Г.А.: Я дружил с Айн Ахметовым, башкиром, писавшим на русском. Я читал Маяковского, все подряд, надеясь там найти ответы. Потом я прочитал журнальную публикацию воспоминаний Лили Брик «Маяковский – чужие стихи», и возникает Пастернак, которого Маяковский очень любил. Я сразу беру в библиотеке Пастернака, читаю – и ничего не понимаю. В нашем с ним последнем разговоре я сказал, что воспринял его стихи так, как будто они написаны на иностранном языке. Я читаю «Охранную грамоту» – и возникает имя Вагнера и в связи с Вагнером – Ницше. Вся моя жизнь тогда проходила в Ленинской библиотеке, где был сложившийся круг книгочеев, я со многими познакомился. Я спросил у одного из них, есть ли у него Ницше. Ленинка не выдавала таких авторов, как Ницше, Ахматова, Гумилев… «Пожалуйста, – говорит, – у нас в библиотеке ВГИКа можно взять». Во ВГИКе было посвободнее, чем в других институтах. Я начинаю читать Ницше, и у меня возникает ощущение, что тот толстый слой штукатурки, которым я покрыт, осыпается и я рождаюсь заново. Лишь спустя много лет я понял, что произошло тогда: я уразумел, что человек – это дух и понятия «человек» и «дух» тождественны. Ведь нас воспитывали в том, что «дух» – это чисто литературное понятие, человек – не дух, а подчиненный, служащий. А тут я понял, что отныне знаю самое главное и ничто меня не собьет, я самостоятелен.
Позже, уже в 60-х, когда меня выгнали из института, выживать стало совсем трудно, все ужесточилось в связи с венгерскими и чешскими событиями. Я тогда читал только Кьеркегора и Кафку. Под влиянием Андрея Волконского выучил французский и начал переводить с французского.
И.В. – Г.: Но ты оставался в кругу русской поэзии?

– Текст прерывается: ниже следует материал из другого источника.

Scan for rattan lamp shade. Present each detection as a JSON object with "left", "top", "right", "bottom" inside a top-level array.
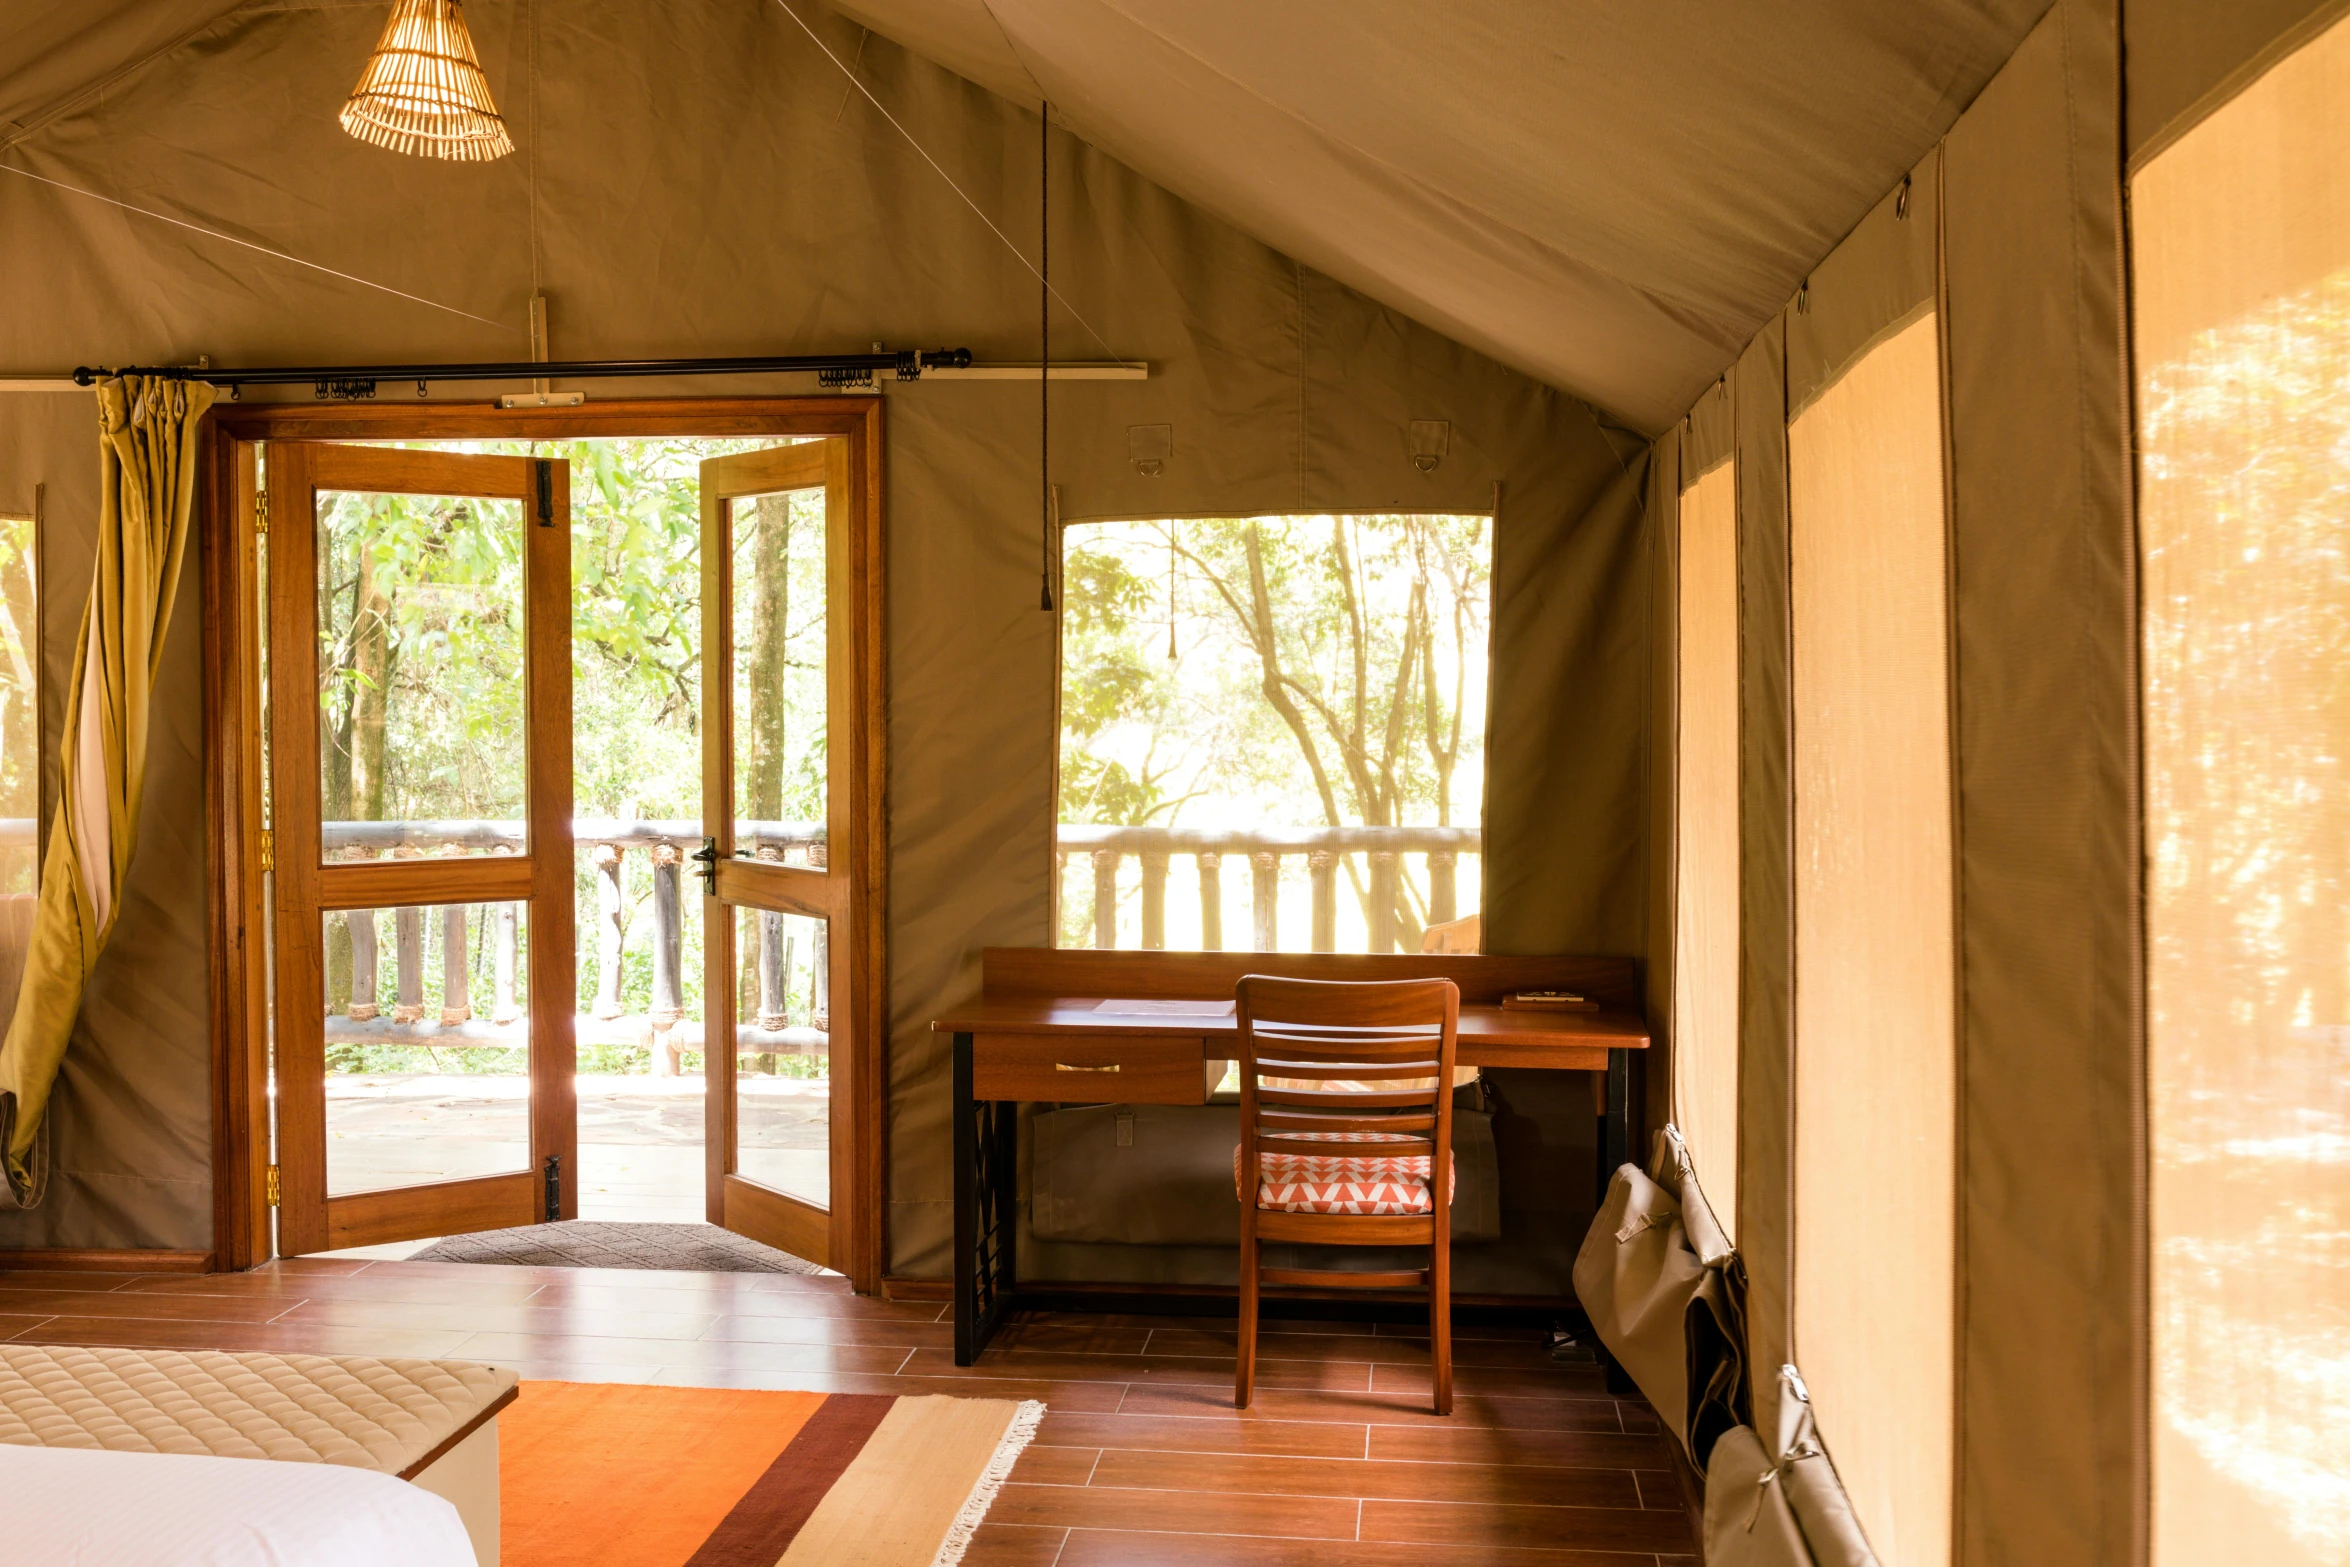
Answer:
[{"left": 339, "top": 0, "right": 514, "bottom": 162}]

Г.А.: Да. В Чувашии меня перестали печатать, там не воспринимали моих языковых опытов. Положение мое было незавидное. И вот ведь бывают чудеса: в 54-м я слышу имя Иржи Волькер. Кто это? Чешский поэт, весьма интересный. Поэзия исповедальная, как у Маяковского, или Лермонтова, которого я считаю главным русским поэтом, или как у Анненского. Именно в этой глубокой исповедальности – сила русской поэзии. Я заметил очень важную вещь: Маяковский пластами строит образы, оставляя между ними пропуски – что-то как бы подразумевается, и от этого синтеза пластов и пропусков веет огромной силой, и все соединяется. Я ему подражал, старался делать то же самое, но это не было органично для меня. Я заметил, что в таких же ситуациях Волькер, который строит похожие образы, не пропускает звеньев. У него как бы анатомически живущие образы и пластика почти анатомического порядка. И тут я начал понимать Пастернака. Это повлияло на меня в том смысле, что в моей поэзии соединился исповедально-лермонтовский подход с поэтикой Маяковского, а дальше я старался дать мировидение своей пластики. Необычайная жизненность, духовность и мировоззренческая христианская позиция Пастернака для меня, еще не осознавшего самого себя, его религиозное благодарное приятие (особенно в «Докторе Живаго») жизни как соприродной и благодатной серьезно повлияли на формирование моего мироощущения.